Mellowman colocó el extremo de la escopeta contra su frente y se preparó para aguantar el retroceso. Nilla había estado en esta situación antes. «Hazte invisible», se dijo a sí misma, pero no podía. El sándwich no había sido suficiente, no había reforzado su energía lo bastante para permitirle hacer eso.
No obstante, su mente siguió trabajando, sin importarle lo agotado que se sentía su cuerpo. Su mente seguía rascando, rogando, suplicando. Seguía haciéndole una pregunta: ¿y si la bala no la mataba, pero la enterraban de todas formas? ¿Y si tenía que pasar el resto de su vida en un tumba, incapaz de escapar y, todavía peor, incapaz de perder la conciencia?
Mellowman curvó el dedo sobre el gatillo de la escopeta. Comenzó a apretar.
Después se detuvo. Sonaba música en alguna parte. Amortiguada, cada vez más intensa a medida que se abría camino por la tela de su cazadora vaquera, la música ascendía del pecho de Mellowman.
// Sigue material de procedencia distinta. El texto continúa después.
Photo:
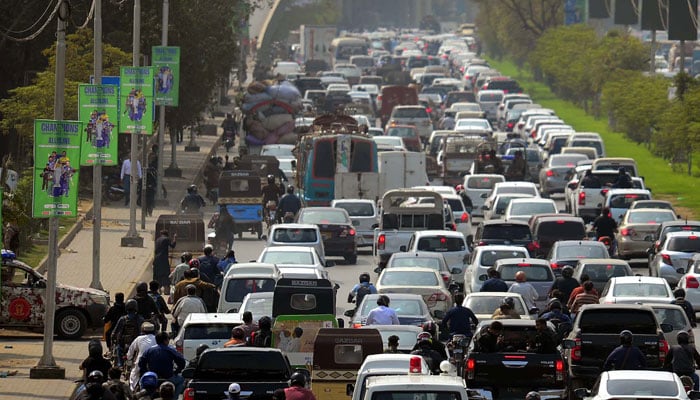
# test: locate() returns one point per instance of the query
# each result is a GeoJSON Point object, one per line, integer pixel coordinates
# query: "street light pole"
{"type": "Point", "coordinates": [97, 168]}
{"type": "Point", "coordinates": [132, 238]}
{"type": "Point", "coordinates": [47, 368]}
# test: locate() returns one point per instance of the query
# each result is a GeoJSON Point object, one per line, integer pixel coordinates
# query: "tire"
{"type": "Point", "coordinates": [70, 324]}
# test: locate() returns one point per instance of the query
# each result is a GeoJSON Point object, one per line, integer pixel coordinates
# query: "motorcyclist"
{"type": "Point", "coordinates": [192, 203]}
{"type": "Point", "coordinates": [289, 204]}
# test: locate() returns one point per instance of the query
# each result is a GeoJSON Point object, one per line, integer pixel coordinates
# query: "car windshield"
{"type": "Point", "coordinates": [637, 289]}
{"type": "Point", "coordinates": [287, 257]}
{"type": "Point", "coordinates": [487, 305]}
{"type": "Point", "coordinates": [643, 388]}
{"type": "Point", "coordinates": [406, 278]}
{"type": "Point", "coordinates": [685, 244]}
{"type": "Point", "coordinates": [535, 273]}
{"type": "Point", "coordinates": [322, 217]}
{"type": "Point", "coordinates": [425, 262]}
{"type": "Point", "coordinates": [651, 217]}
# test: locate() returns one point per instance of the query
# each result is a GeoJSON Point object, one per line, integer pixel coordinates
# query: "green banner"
{"type": "Point", "coordinates": [98, 111]}
{"type": "Point", "coordinates": [56, 147]}
{"type": "Point", "coordinates": [166, 62]}
{"type": "Point", "coordinates": [136, 96]}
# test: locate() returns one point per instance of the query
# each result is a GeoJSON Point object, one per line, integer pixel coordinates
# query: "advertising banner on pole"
{"type": "Point", "coordinates": [136, 97]}
{"type": "Point", "coordinates": [56, 148]}
{"type": "Point", "coordinates": [98, 111]}
{"type": "Point", "coordinates": [166, 62]}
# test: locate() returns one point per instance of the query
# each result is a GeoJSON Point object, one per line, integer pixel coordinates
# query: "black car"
{"type": "Point", "coordinates": [336, 230]}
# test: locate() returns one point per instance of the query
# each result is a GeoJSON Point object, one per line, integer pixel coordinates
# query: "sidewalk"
{"type": "Point", "coordinates": [121, 268]}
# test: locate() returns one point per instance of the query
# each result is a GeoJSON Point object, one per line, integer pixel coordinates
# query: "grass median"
{"type": "Point", "coordinates": [665, 183]}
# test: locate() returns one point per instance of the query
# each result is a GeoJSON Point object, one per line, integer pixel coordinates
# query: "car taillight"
{"type": "Point", "coordinates": [381, 242]}
{"type": "Point", "coordinates": [470, 368]}
{"type": "Point", "coordinates": [559, 367]}
{"type": "Point", "coordinates": [576, 351]}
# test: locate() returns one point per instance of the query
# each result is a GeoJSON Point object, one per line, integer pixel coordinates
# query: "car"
{"type": "Point", "coordinates": [600, 270]}
{"type": "Point", "coordinates": [671, 261]}
{"type": "Point", "coordinates": [501, 202]}
{"type": "Point", "coordinates": [635, 385]}
{"type": "Point", "coordinates": [427, 283]}
{"type": "Point", "coordinates": [364, 216]}
{"type": "Point", "coordinates": [635, 229]}
{"type": "Point", "coordinates": [483, 258]}
{"type": "Point", "coordinates": [411, 309]}
{"type": "Point", "coordinates": [409, 134]}
{"type": "Point", "coordinates": [523, 209]}
{"type": "Point", "coordinates": [451, 245]}
{"type": "Point", "coordinates": [675, 316]}
{"type": "Point", "coordinates": [569, 252]}
{"type": "Point", "coordinates": [336, 229]}
{"type": "Point", "coordinates": [484, 304]}
{"type": "Point", "coordinates": [538, 272]}
{"type": "Point", "coordinates": [636, 289]}
{"type": "Point", "coordinates": [556, 172]}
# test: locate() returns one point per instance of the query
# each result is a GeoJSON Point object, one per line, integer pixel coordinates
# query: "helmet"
{"type": "Point", "coordinates": [297, 378]}
{"type": "Point", "coordinates": [567, 272]}
{"type": "Point", "coordinates": [625, 337]}
{"type": "Point", "coordinates": [131, 305]}
{"type": "Point", "coordinates": [532, 396]}
{"type": "Point", "coordinates": [364, 277]}
{"type": "Point", "coordinates": [509, 302]}
{"type": "Point", "coordinates": [149, 380]}
{"type": "Point", "coordinates": [96, 376]}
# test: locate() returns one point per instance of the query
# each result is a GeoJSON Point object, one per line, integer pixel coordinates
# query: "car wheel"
{"type": "Point", "coordinates": [70, 324]}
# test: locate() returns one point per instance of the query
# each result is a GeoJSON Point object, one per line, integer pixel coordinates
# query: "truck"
{"type": "Point", "coordinates": [259, 371]}
{"type": "Point", "coordinates": [315, 42]}
{"type": "Point", "coordinates": [397, 169]}
{"type": "Point", "coordinates": [400, 216]}
{"type": "Point", "coordinates": [516, 369]}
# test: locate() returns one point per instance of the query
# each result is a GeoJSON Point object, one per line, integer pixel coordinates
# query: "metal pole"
{"type": "Point", "coordinates": [132, 237]}
{"type": "Point", "coordinates": [161, 122]}
{"type": "Point", "coordinates": [97, 169]}
{"type": "Point", "coordinates": [47, 368]}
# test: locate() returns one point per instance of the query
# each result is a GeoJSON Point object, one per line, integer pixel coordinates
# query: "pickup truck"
{"type": "Point", "coordinates": [596, 332]}
{"type": "Point", "coordinates": [516, 370]}
{"type": "Point", "coordinates": [401, 215]}
{"type": "Point", "coordinates": [259, 371]}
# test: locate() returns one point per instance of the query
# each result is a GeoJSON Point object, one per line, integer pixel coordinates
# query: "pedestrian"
{"type": "Point", "coordinates": [161, 259]}
{"type": "Point", "coordinates": [683, 358]}
{"type": "Point", "coordinates": [125, 177]}
{"type": "Point", "coordinates": [382, 314]}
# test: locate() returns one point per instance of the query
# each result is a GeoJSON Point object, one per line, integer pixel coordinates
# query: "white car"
{"type": "Point", "coordinates": [483, 258]}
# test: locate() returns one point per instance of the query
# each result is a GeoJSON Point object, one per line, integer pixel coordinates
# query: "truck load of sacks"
{"type": "Point", "coordinates": [270, 108]}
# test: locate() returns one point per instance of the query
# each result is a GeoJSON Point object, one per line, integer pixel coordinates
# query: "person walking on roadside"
{"type": "Point", "coordinates": [161, 259]}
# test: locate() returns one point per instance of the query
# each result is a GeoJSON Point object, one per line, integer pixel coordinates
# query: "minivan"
{"type": "Point", "coordinates": [244, 278]}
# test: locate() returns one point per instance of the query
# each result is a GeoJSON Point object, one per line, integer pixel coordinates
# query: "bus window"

—Oh, joder, no, ahora no —se quejó él—. No, no este tono. ¡Maldita sea! La Cámara puede esperar cinco putos minutos, ¿no?
Bajó el arma y sacó un móvil rojo, blanco y azul del bolsillo interior de su cazadora. Lo miró como si estuviera sujetando un coprolito. Algo exótico y raro y repugnante.
Lo abrió y empezó a hablar.
Malos resultados de la extirpación del riñón, pero la codeína fue inventada para noches como ésta y el murmullo de la máquina de diálisis es el ruido sordo perfecto. Ahora duerme pacíficamente. Ojalá pudiera decir yo lo mismo. [Notas de laboratorio, 01/11/02]
Vikram tecleó una contraseña en su teclado y se abrió una ventana en el monitor principal. Imágenes de satélite de las montañas Rocosas recibidas en tiempo real de los pájaros más nuevos y sofisticados de OSR. La pantalla mostraba en ese momento una imagen compuesta de colores de muestra de datos procedentes de un Landsat de infrarrojos que funcionaba a través de un codec que lo ajustaba a la imagen tradicional de un satélite espía Keyhole.
—Increíble, ¿y cuánto tiempo dices que tienen estas imágenes?
—Sólo uno o dos segundos, y el retraso se debe al tiempo que tardan los ordenadores en procesar y presentar las imágenes. En unos minutos aparecerá por el horizonte un satélite Lacross, y me han prometido que después podré empezar a montar imágenes estereoscópicas. Imágenes tridimensionales.
Bannerman Clark negó con la cabeza. Apenas se lo podía creer. La última vez que había visto datos suministrados por satélite había sido en la Tormenta del Desierto. Por aquel entonces las imágenes de los satélites se habían de revelar, se obtenían en película fotográfica de verdad, se tomaban en un plazo de horas y luego se procesaban en un laboratorio. A veces llevaba horas conseguir una imagen, o días si las áreas no eran coincidentes.